According to the commission, incidents of hate speech, misinformation, and incitement on radio have increased.
It stated that some of the examples were strikingly similar to Radio Television Libre des Mille Collines’ (RTLM’s) gross misconduct during the Rwandan genocide.
The Bawku radio station owners were urged by the media regulating agency to establish more stringent gatekeeping procedures, be selective when choosing panelists and program hosts, and exercise caution when reporting on the conflict.
The radio stations were further instructed to present to the commission any concrete actions they have taken to ensure professionalism in the way their radio stations are run within two (2) weeks, according to the request.

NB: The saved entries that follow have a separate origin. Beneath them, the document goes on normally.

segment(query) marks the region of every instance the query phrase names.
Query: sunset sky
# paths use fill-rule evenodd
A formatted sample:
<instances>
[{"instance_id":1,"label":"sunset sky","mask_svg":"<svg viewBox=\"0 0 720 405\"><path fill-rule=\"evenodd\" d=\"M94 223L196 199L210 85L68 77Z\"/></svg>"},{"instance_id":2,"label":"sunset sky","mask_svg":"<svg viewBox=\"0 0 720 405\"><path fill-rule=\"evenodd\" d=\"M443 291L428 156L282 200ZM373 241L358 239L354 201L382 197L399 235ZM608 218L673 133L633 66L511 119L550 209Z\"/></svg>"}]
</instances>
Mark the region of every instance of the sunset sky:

The National Media Commission’s press release is provided below
NMC CAUTIONS RADIO STATIONS IN BAWKU
The increasing weaponization of the media in the Bawku conflict has become a major source of concern for the National Media Commission. In the past couple of weeks, we have noted an escalation in incidences of hate speech, disinformation and incitement on radio of a scale and scope that pose a clear and present danger to the Bawku community. Some of the cases are closely reminiscent of the egregious misbehaviour of Radio Television Libre des Mille Collines (RTLM) in the Rwandan genocide.

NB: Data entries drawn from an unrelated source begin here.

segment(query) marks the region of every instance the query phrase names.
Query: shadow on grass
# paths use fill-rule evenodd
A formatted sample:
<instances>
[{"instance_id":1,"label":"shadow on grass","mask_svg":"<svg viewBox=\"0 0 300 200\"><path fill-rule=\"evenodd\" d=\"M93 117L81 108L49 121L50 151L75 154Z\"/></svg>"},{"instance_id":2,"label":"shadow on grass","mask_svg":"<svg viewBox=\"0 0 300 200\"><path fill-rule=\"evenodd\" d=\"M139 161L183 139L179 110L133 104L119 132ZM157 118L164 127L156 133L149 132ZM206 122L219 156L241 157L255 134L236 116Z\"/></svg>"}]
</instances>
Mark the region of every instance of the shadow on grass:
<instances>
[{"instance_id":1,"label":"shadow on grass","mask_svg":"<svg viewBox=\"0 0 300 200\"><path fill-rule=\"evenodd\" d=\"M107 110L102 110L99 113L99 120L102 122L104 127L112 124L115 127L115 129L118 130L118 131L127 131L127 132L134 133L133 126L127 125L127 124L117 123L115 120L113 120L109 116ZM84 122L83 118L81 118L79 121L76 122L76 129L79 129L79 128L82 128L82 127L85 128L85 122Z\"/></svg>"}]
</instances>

As a media regulator, the National Media Commission believes that our collective search for peace must be anchored on a proper balance between the right of radio stations to broadcast and the legitimate need of society to protect public order as envisaged under articles 162,163 and 164 of the Constitution (1992). Consequently, the Commission hereby cautions radio stations and their staff that drastic consequences attend on culpability.
We call on owners of radio stations in Bawku to adopt stronger gatekeeping measures to ensure that persons with interests in the conflict do not hijack radio stations to foment trouble. Owners must be careful who they recruit as programme hosts and which persons are invited as guests on discussion programmes. Owners must remember that they bear ultimate responsibility for whatever happens on their networks.
Within the next two weeks, all owners of radio stations in the Bawku area are requested to submit to the Commission clear measures they have put in place to ensure professionalism in the radio stations.
The Commission also advises media houses outside Bawku to be very circumspect in their coverage of the conflict. Media practitioners must also keep in mind the prosecution of journalists at the International Criminal Court and advise themselves accordingly.
The Media Foundation for West Africa and the Ghana Independent Broadcasters’ Association have offered to assist any broadcaster in Bawku who may require assistance to review their gatekeeping and professional systems. The Commission commends the two institutions and all partners in the media and peacebuilding efforts in Bawku. We hope all radio stations shall take advantage of the offer.
Ultimately, it is important for stakeholders to understand that at the core of the tension between free expression and public safety is the need to seek the public good.